Currently working on a little toy compiler, consider this Code:
// AST base class
abstract class AST { /* codegen methods */}
// abstract classes for Statements and Expressions
abstract class Statement : AST {}
abstract class Expression : AST {}
// usage of the abstract classes
class CodeBlock : AST {
public List<Statement> BlockStatements;
}
class BinOp : AST {
public Expression LHS, RHS;
public char Operator;
}
// a constant value is always an expression
class ConstantInt : Expression {
public int Value;
}
Now to the problem how would I implement the FunctionCall
class? If it is used in an expression it would be part of the expression like min(4, 5) + 3
therefor FunctionCall : Expression
makes sense. But then I can't have function calls in a block like this { writeToConsole("Hello World"); }
so the FunctionCall : Statement
sounds reasonable but this would not work with expression syntax. Making Statement
inherit from Expression
would not work either since it would allow AST's like this min(4, 5) + int a
.
I'd like to get suggestions on how to keep statements and expressions seperate except for things that can be both.
Making it so that statements are expressions is indeed not a good idea (for the reason you point out). However making it so that expressions are statements has a lot more merit.

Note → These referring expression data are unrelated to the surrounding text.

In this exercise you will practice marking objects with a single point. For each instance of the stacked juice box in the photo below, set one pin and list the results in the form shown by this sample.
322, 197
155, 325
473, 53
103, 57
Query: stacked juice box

In fact most¹ languages' grammars have an entry similar to this:
statement ::= expression ';'
That is an expression followed by a semicolon is a statement, a so-called expression statement. In your AST you could represent this either by making Expression
inherit Statement
or by creating a class ExpressionStatement
, which simply wraps Expression
.
Besides allowing function calls as statements, it also allows other expressions as statements. For side-effecting expressions like assignments, composite assignments or increment expressions this makes a lot of sense.
For expressions without side effects, like simple arithmetic, it makes less sense. In C and C++ a statement like a + b;
is in fact legal, but causes a warning in most compilers. In other languages there is an explicit rule that prohibits certain types of expressions to be used as statement expressions.
¹ Only taking into account those languages that have a distinction between statements and expressions at all, of course.